Peter also plays with the Gotham Jazzmen on Wednesdays 12:30 to 2:00 at the Greenwich Village Bistro, 13 Carmine Street at Bleecker & 6th. With Jim Collier leading on trombone, Sam Parkins on clarinet, Dick Miller on piano and Peter on whatever he feels like (which was flugelhorn and ukelele last week), the old pros wove a spell around “Rosetta,” “Deed I Do,” “China Boy,” and more. Subtle, nuanced–lovely stuff.  Peter’s played like this every time I’ve seen him recently.  In person, he sounds like his CDs, made when he was the hot hand among cornet players.  I, for one, would like the opportunity to see him work a lot more.
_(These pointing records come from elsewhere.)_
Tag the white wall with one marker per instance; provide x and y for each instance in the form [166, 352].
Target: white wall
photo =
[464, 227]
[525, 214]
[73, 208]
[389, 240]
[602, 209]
Thanks for all the great information (and mood elevating, too!) you get out there, Michael!

Sincerely,

Marianne

A few more words about Peter Ecklund.  Perceptive, witty, and insightful, he’s been a jazz scholar of great renown — his work on Bix and Louis is hugely admired in the field and by his colleagues.  I first heard him on a Stomp Off vinyl issue, PETER ECKLUND AND THE MELODY MAKERS, which featured him in the congenial company of Dan Barrett, Ken Peplowski, Joe Muranyi, Barbara Dreiwitz, Marty Grosz, Eddy Davis — the finest players then in New York.  Happily, that CD has just been reissued as HORN OF PLENTY on the Classic Jazz label — eminently worthwhile listening, vigorous, lyrical, and hot.  Even when Peter puts down his horns on these sessions, his whistling on “Take Your Tomorrow” is reason enough to buy the CD.

I had the opportunity to hear him twice in 1990 in concerts held in Babylon, New York (no one’s idea of a jazz hotbed) with Muranyi, Grosz, and Barrett — wonderful stuff.  I remember with pleasure Muranyi’s singing of “Louisiana Fairy Tale,” which was still the theme song of THIS OLD HOUSE.  Days gone by!
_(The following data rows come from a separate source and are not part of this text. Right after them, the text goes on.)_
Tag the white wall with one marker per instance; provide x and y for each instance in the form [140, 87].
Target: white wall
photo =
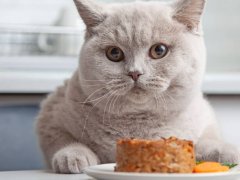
[227, 110]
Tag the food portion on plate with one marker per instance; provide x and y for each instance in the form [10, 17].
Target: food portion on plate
[170, 155]
[155, 156]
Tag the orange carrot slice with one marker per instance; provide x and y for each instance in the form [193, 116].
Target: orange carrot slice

I followed Peter’s playing through several Arbors CDs, and then caught up with him a few years ago — at the Cajun with the Gotham Jazzmen, with other pickup groups, and as a noble guest at the Ear Inn with Jon-Erik Kellso and Matt Munisteri.  Peter has always had a variety of approaches — his early work had some of the tumbling bravado of Jabbo Smith balanced against the sweetness of Bix and Bobby Hackett.  When he used his mute, his personality as well as his sound changed, sometimes summoning up the growls and moans of the Thirties Ellington brass.  Peter always offered shining melodic improvisations that went in unexpected ways, and his recent playing, focused and fervent, is reminiscent of the delicate yet arching trajectories of Doc Cheatham.  I hope we hear Peter more and more . . . and that, like Doc, his playing career is long and delightful.  All hail a great talent!

As a postscript, at Marianne’s suggestion, I put on the Jazzology CD of 1994, ECKLUND AT ELKHART: Peter leading what might be The Perfect Band: Dan Barrett, Bobby Gordon, Mark Shane, Marty Grosz, Greg Cohen, and Hal Smith.  Music to rejoice by, and sorely needed, too.